Abstract

The McCoy Mountains Formation is a 7.3-km-thick metasedimentary sequence exposed in at least 6 mountain ranges in southeastern California and southwestern Arizona. The siliciclastic McCoy Mountains Formation is deposited on, and interbedded at its base with, a Jurassic volcanic terrane and is intruded by undeformed Upper Cretaceous(?) plutons. It has been assigned a Cretaceous-Paleocene age on the basis of fossil angiosperm wood found within the upper third of the sequence. Presently known exposures of McCoy Mountains Formation define a west-northwest-trending basin 140 km long by 25 km wide which was filled from the north by predominantly alluvial processes. The McCoy Mountains Formation is divided into six members, each containing distinctive stratigraphy and sedimentary petrology. Sandstone consists of quartz, feldspar, and lithics, and each member has a different composition. The source evolved from volcanic-sedimentary to plutonic-sedimentary composition with time. Much thinner, laterally equivalent clastic sequences are now known on the craton adjacent to the basin's northern margin.

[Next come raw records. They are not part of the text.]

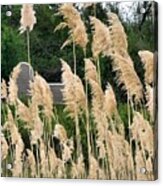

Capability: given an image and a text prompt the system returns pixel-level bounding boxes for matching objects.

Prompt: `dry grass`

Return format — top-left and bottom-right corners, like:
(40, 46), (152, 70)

(1, 4), (155, 180)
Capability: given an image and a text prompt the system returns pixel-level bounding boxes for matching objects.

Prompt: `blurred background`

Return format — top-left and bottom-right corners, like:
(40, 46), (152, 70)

(1, 1), (157, 100)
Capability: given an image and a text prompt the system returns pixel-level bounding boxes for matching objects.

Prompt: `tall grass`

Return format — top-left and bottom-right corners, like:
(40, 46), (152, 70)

(1, 4), (155, 180)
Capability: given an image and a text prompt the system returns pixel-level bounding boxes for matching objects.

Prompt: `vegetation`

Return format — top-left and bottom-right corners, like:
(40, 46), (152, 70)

(1, 4), (155, 180)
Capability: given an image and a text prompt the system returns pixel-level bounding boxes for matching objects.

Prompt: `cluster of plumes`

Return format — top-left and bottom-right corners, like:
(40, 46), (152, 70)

(19, 4), (37, 33)
(61, 60), (86, 118)
(90, 13), (143, 102)
(1, 7), (157, 180)
(130, 112), (154, 180)
(138, 50), (155, 120)
(3, 108), (24, 177)
(55, 3), (88, 50)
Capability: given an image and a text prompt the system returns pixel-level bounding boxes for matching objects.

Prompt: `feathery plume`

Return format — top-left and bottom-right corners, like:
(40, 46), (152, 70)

(1, 79), (7, 99)
(138, 50), (154, 84)
(131, 112), (154, 157)
(1, 133), (9, 161)
(146, 84), (155, 120)
(108, 12), (128, 54)
(90, 17), (111, 58)
(84, 59), (98, 82)
(61, 60), (86, 118)
(30, 73), (53, 118)
(8, 63), (20, 104)
(19, 4), (37, 34)
(53, 124), (68, 143)
(104, 83), (117, 118)
(26, 149), (37, 178)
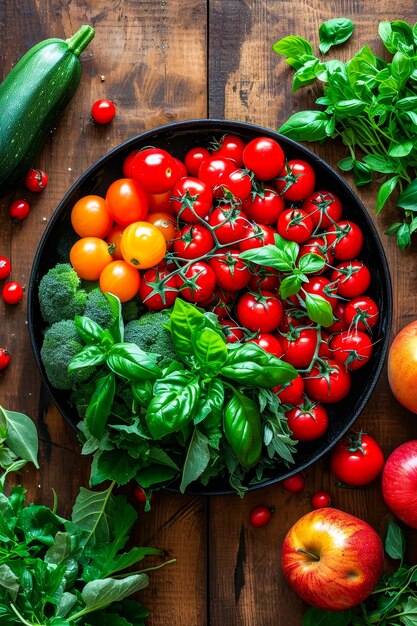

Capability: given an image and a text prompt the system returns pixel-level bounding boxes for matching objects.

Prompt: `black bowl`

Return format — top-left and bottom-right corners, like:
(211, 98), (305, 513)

(28, 120), (392, 495)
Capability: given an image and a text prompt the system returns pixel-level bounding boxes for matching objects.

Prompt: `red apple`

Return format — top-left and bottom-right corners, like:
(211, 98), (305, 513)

(382, 440), (417, 528)
(282, 508), (384, 611)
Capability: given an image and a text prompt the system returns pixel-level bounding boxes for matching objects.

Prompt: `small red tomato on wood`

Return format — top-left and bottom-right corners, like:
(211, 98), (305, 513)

(25, 169), (48, 193)
(91, 100), (116, 124)
(0, 348), (10, 370)
(9, 200), (30, 222)
(249, 504), (274, 528)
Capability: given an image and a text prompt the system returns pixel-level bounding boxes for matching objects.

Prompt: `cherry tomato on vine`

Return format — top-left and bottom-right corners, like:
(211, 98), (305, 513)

(243, 137), (285, 180)
(1, 281), (23, 304)
(330, 432), (384, 487)
(275, 159), (316, 202)
(236, 291), (283, 333)
(171, 176), (213, 224)
(211, 135), (245, 167)
(25, 169), (48, 193)
(249, 504), (273, 528)
(277, 209), (313, 243)
(0, 256), (12, 280)
(304, 359), (351, 403)
(71, 196), (113, 239)
(344, 296), (379, 332)
(301, 191), (342, 228)
(330, 260), (371, 298)
(132, 148), (180, 193)
(139, 267), (178, 311)
(243, 187), (285, 225)
(209, 248), (251, 291)
(106, 178), (148, 226)
(330, 330), (373, 371)
(99, 261), (140, 302)
(311, 491), (331, 509)
(9, 200), (30, 222)
(285, 401), (329, 441)
(120, 221), (167, 270)
(0, 348), (10, 370)
(70, 237), (113, 280)
(177, 261), (216, 302)
(281, 474), (306, 493)
(173, 224), (214, 261)
(184, 146), (210, 177)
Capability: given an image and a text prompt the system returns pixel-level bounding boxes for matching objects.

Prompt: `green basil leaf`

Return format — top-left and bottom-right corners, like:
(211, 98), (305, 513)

(192, 328), (227, 375)
(375, 176), (399, 213)
(167, 298), (207, 358)
(68, 346), (106, 373)
(319, 17), (354, 54)
(278, 111), (330, 141)
(363, 154), (396, 174)
(107, 343), (162, 380)
(397, 178), (417, 211)
(388, 140), (414, 159)
(0, 406), (39, 469)
(272, 35), (313, 69)
(220, 342), (297, 388)
(223, 390), (262, 467)
(298, 252), (326, 274)
(85, 372), (116, 439)
(279, 274), (303, 300)
(180, 427), (210, 493)
(305, 293), (333, 326)
(146, 372), (200, 439)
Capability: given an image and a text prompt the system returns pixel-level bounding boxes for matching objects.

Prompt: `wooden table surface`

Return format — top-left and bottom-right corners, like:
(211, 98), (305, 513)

(0, 0), (417, 626)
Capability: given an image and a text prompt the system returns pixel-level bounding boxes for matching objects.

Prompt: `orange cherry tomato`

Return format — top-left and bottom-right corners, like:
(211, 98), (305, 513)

(106, 224), (125, 261)
(146, 213), (178, 241)
(120, 222), (167, 270)
(148, 191), (174, 214)
(70, 237), (113, 280)
(71, 196), (113, 239)
(106, 178), (148, 226)
(100, 261), (140, 302)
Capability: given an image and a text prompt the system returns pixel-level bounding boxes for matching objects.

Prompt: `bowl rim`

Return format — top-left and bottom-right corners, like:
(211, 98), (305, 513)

(27, 118), (393, 496)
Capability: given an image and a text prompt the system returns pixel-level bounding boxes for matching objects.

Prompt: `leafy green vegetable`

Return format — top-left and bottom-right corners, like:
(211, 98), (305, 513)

(273, 18), (417, 246)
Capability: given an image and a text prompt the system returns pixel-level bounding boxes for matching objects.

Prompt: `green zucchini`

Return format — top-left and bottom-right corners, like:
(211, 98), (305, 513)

(0, 26), (94, 197)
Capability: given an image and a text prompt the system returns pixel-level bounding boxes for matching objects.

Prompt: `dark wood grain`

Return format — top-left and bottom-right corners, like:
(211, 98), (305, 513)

(0, 0), (417, 626)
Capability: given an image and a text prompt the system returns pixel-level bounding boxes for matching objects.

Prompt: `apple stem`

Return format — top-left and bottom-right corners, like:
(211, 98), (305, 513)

(297, 548), (320, 561)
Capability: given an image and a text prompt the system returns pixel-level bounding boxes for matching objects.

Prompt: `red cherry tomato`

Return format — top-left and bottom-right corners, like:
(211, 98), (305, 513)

(91, 100), (116, 124)
(285, 402), (329, 441)
(249, 504), (273, 528)
(330, 432), (384, 486)
(281, 474), (306, 493)
(9, 200), (30, 222)
(1, 281), (23, 304)
(275, 159), (316, 202)
(25, 169), (48, 193)
(243, 137), (285, 180)
(0, 348), (10, 370)
(311, 491), (331, 509)
(0, 256), (12, 280)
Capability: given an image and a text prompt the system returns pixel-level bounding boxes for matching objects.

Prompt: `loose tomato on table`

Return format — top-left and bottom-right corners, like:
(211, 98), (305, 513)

(106, 178), (149, 226)
(71, 195), (113, 239)
(99, 261), (140, 302)
(330, 431), (384, 487)
(70, 237), (113, 280)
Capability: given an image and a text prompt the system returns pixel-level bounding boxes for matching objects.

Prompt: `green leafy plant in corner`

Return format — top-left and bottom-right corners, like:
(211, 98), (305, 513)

(273, 18), (417, 249)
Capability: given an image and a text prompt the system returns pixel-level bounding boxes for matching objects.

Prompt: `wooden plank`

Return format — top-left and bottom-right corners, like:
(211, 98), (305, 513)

(0, 0), (207, 626)
(209, 0), (417, 626)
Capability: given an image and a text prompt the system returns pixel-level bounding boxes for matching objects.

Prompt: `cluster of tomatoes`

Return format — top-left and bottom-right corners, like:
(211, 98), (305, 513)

(70, 135), (379, 441)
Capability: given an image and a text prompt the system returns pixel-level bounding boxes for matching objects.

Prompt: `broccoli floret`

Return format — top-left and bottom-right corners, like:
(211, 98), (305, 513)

(39, 263), (87, 324)
(41, 320), (94, 389)
(124, 310), (178, 360)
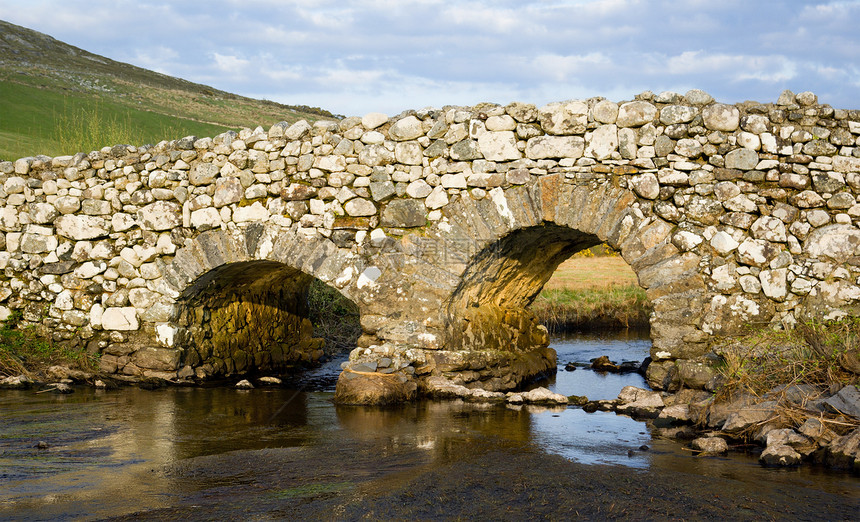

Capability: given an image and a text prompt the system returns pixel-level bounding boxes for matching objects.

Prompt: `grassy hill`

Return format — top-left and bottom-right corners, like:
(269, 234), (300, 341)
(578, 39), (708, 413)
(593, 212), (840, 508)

The McCoy Mountains Formation is homoclinal and south-dipping, and its uppermost strata are deformed into a north-verging, overturned syncline with sympathetic south-dipping cleavage. Northern exposures of McCoy Mountains Formation and underlying Jurassic volcanic terrane contain a north-dipping cleavage and south-verging, overturned folds. Sympathetic to the cleavages and folding are north- and south-bounding faults which limit McCoy Mountains Formation exposures and place the North American craton (north side) and the Mojave-Sonora Complex or Tujunga terrane (south side) onto McCoy Basin rocks. Structural analysis and paleomagnetic data strongly suggest that the thrusting over and folding of the McCoy Basin rocks took place in Late Jurassic time as a single event. The fault along the southwestern margin of the McCoy Basin is thus apparently a Jurassic terrane boundary and may be a northern extension of the Jurassic Mojave-Sonora megashear. If true, proposed early Tertiary accretion of the Tujunga terrane must have occurred farther to the southwest.